По ту сторону Арно дома стоят тесно-тесно: старые, серые, грязные, они словно боятся опрокинуться в воду. Дома, как тонкие разноцветные полоски, смыкающиеся с полосками моста — прямоугольники домов и прямоугольники воды, неравномерно, друг за другом.
Арно обтекал опоры моста, в безмолвии реки и домов слышен был далекий шум, где тон почти всякий раз задавал колокол. Высоко в небе застыли в блаженной неподвижности кипарисы у Торре-аль-Галло.
По эту сторону Арно — выжженные солнцем полуоткрытые лавки и раскаленная тень под их короткими навесами, и входящие в город пустынные дороги.
От церкви Сан-Миниато с фортом Бельведере идет высокая стена деревьев, которую разбивают белые виллы, уходящие за крыши Борго Сан-Якопо.
Холм Поджо-дель-Инконтро был ясного голубого цвета. На Понте-Веккьо ветер трепал выцветшие навесы над ювелирными лавками, разносил над рекой дорожную пыль. А вот и белоснежные с теплыми тенями статуи моста Понте-Санта-Тринита, который заканчивается между церковью Честелло и абсидой стоящей над рекой церкви Сан-Якопо. Дальше колокольня Санто-Спирито, за ней дома ниже и стоят пореже, и так до самых труб района Ниньоне. И мост Понте-делла-Каррайя, почти на отшибе, и деревья на заднем плане, в самом начале парка Кашине — солнечные и далекие.

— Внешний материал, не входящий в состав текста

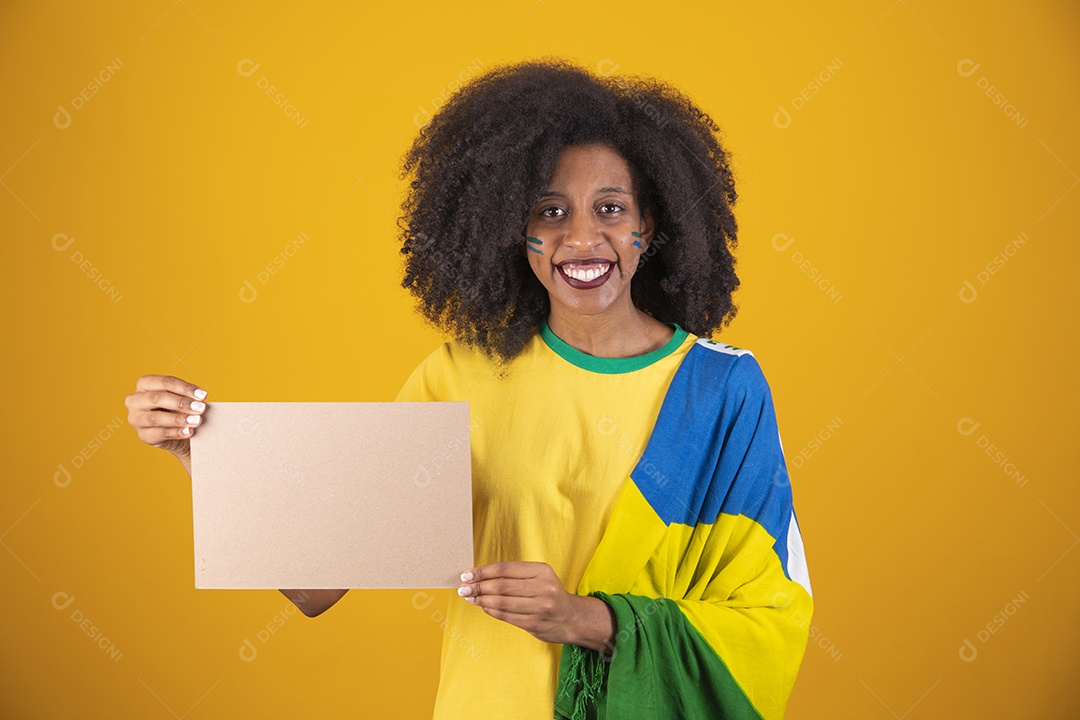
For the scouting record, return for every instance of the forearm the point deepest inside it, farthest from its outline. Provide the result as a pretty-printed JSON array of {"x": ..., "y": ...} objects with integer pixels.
[{"x": 594, "y": 626}]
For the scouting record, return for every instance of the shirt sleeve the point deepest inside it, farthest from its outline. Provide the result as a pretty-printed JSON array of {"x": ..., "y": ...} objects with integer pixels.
[{"x": 428, "y": 380}]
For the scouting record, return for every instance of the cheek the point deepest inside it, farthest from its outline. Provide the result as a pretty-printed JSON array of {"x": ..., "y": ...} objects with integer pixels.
[{"x": 540, "y": 266}]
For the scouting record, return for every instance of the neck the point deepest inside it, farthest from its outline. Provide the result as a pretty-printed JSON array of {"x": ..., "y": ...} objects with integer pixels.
[{"x": 622, "y": 333}]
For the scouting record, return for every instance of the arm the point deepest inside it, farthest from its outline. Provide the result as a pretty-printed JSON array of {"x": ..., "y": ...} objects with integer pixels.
[{"x": 718, "y": 616}]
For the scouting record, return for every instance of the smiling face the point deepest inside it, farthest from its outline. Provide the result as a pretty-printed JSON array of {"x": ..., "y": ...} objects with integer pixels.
[{"x": 585, "y": 232}]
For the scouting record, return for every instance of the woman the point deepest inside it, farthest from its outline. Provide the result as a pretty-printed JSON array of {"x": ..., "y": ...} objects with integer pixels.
[{"x": 636, "y": 544}]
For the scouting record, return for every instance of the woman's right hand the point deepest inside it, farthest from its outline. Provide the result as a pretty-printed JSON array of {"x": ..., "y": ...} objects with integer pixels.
[{"x": 165, "y": 411}]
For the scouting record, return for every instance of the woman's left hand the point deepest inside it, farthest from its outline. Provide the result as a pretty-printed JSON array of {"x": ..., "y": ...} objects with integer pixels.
[{"x": 530, "y": 596}]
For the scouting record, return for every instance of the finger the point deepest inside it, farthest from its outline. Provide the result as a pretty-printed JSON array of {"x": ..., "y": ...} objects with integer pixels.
[
  {"x": 156, "y": 436},
  {"x": 514, "y": 606},
  {"x": 509, "y": 569},
  {"x": 509, "y": 587},
  {"x": 153, "y": 419}
]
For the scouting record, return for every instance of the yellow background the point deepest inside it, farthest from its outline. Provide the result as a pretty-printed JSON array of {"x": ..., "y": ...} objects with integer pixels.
[{"x": 894, "y": 176}]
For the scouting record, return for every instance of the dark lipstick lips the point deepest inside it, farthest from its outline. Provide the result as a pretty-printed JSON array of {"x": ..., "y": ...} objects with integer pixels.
[{"x": 585, "y": 261}]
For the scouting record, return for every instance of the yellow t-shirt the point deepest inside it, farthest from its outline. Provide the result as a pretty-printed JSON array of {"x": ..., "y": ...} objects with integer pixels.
[{"x": 552, "y": 444}]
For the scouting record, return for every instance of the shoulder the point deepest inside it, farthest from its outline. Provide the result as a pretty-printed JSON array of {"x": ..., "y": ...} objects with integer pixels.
[{"x": 725, "y": 368}]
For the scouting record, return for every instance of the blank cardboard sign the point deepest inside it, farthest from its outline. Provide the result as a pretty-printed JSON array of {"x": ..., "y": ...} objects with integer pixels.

Домой он вернулся очень поздно, переставил привезенные из Сиены книги, вынул из чемодана все белье. За ночь он просыпался два или три раза и прежде, чем снова заснуть, радостно говорил вслух:
— Скоро завтра!
Все утро он провел в нерешительности и вечером написал ей, потому что чувствовал, что любит ее по-настоящему. Как выглядит лицо Гизолы, он не помнил — скорей, ему казалось, что его незримо со всех сторон окружают ее движения. Цвет ее платья стал светом и время от времени являлся, как яркая вспышка.
Гизола дала прочитать письмо своему другу, которому уже рассказала, по-своему, о вчерашнем визите, не доверяя языку Беатриче — виденной Пьетро служанки.

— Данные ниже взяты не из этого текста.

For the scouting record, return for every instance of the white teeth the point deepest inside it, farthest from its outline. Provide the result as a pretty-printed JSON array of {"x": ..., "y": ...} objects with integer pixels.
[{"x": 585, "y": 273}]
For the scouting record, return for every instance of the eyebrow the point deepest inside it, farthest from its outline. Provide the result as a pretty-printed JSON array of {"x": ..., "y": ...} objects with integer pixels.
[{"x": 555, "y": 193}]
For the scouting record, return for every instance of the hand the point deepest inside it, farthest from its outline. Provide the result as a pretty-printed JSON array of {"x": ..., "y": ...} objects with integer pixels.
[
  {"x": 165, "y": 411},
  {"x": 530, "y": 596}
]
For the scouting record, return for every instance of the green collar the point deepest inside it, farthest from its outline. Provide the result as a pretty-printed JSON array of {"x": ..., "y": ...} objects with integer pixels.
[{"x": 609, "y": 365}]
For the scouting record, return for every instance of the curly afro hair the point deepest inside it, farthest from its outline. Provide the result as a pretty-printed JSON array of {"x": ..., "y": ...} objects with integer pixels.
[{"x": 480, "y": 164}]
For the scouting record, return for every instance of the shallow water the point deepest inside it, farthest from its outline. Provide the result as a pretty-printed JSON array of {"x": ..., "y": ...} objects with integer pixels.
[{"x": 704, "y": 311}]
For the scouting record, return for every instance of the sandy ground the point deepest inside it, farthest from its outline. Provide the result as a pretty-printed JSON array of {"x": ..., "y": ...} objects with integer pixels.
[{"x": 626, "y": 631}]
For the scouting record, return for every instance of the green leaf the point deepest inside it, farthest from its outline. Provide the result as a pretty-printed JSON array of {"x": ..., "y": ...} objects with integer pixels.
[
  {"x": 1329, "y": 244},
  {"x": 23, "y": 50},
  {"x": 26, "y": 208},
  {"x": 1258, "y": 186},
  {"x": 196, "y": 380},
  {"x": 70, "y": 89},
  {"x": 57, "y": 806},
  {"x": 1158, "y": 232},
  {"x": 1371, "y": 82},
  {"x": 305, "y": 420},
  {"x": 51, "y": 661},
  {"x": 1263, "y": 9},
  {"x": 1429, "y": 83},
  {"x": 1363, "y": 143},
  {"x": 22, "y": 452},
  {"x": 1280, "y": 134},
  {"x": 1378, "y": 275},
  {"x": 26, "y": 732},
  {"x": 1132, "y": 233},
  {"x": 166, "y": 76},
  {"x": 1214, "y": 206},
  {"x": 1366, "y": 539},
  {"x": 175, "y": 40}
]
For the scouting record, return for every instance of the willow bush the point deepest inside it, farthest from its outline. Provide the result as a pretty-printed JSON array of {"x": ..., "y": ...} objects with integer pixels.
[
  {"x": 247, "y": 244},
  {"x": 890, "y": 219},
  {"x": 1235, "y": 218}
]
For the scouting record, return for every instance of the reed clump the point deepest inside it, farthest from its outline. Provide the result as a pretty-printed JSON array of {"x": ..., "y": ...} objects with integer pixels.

— Зачем он тебе пишет? — спросил со смехом синьор Альберто. — Похоже, он давно в тебя влюблен. Любопытное письмо. Дай-ка перечитаю.

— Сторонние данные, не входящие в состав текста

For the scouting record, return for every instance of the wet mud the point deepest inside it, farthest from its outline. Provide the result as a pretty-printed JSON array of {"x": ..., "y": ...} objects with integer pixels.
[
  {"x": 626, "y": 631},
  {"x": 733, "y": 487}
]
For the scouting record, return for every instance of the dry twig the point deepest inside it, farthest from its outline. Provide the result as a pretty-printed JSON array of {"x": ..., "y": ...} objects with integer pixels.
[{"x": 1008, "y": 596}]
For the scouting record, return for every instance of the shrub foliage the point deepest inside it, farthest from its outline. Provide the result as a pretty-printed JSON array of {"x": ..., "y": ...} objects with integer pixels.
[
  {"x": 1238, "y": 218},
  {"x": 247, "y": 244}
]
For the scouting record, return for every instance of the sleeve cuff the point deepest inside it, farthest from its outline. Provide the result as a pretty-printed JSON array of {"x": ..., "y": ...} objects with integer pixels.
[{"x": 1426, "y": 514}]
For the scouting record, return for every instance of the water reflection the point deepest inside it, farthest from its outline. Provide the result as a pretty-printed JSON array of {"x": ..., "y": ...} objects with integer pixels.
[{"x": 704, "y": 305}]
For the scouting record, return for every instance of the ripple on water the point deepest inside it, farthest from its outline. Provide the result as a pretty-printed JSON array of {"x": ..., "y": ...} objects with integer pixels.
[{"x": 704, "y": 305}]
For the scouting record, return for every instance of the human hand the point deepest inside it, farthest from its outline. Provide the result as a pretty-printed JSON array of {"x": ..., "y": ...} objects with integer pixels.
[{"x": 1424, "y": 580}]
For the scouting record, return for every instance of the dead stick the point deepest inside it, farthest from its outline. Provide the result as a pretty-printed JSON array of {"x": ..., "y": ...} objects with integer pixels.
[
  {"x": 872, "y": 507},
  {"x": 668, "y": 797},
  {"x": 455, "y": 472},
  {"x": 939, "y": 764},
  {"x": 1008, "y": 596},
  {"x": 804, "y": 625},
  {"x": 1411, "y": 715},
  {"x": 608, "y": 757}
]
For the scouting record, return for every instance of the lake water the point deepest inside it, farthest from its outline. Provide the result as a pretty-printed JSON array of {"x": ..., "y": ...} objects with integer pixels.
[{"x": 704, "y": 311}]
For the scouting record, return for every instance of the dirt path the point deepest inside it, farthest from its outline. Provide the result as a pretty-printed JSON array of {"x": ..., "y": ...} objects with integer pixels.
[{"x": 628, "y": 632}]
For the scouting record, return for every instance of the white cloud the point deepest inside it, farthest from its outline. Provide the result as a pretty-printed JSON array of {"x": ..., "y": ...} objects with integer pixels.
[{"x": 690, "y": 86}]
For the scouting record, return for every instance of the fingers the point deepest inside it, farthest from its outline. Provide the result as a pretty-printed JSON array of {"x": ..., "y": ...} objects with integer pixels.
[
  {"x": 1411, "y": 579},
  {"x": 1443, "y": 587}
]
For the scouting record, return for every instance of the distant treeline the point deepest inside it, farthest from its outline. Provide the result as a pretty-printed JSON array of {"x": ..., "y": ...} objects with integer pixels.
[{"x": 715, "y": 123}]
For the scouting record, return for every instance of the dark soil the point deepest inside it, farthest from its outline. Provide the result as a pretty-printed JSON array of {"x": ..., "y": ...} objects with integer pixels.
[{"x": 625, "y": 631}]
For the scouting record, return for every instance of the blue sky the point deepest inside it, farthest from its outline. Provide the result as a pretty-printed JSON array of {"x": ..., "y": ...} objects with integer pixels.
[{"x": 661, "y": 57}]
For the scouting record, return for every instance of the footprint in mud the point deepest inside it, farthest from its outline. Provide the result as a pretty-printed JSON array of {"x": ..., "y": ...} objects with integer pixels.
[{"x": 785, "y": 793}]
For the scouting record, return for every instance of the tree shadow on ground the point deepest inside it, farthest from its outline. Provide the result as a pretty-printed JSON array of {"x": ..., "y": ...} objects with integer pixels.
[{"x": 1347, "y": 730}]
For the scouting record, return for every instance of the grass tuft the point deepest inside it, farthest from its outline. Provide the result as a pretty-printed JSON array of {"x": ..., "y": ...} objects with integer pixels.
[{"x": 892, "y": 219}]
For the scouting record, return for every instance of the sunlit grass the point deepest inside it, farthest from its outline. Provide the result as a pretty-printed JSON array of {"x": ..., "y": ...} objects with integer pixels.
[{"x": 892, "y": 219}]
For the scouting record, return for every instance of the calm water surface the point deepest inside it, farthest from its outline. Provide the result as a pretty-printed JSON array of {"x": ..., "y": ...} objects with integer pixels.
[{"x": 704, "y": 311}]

На этот раз после каждой фразы он делал паузу и поглядывал на Гизолу, прислонившуюся к его плечу. Выраженных в письме чувств они оба не одобряли, зная, что сами на них неспособны. Закончив читать, он поцеловал любовницу:
— Это твое.
Она порвала листок и, будучи в веселом настроении, чтобы пуще его рассмешить, стала ходить на каблуках взад-вперед, резко разворачиваясь. Он был позабавлен, но спросил:
— И как же ты его любишь?
— Вот так.
И она подалась вперед всем телом, изобразив прочувствованный жест.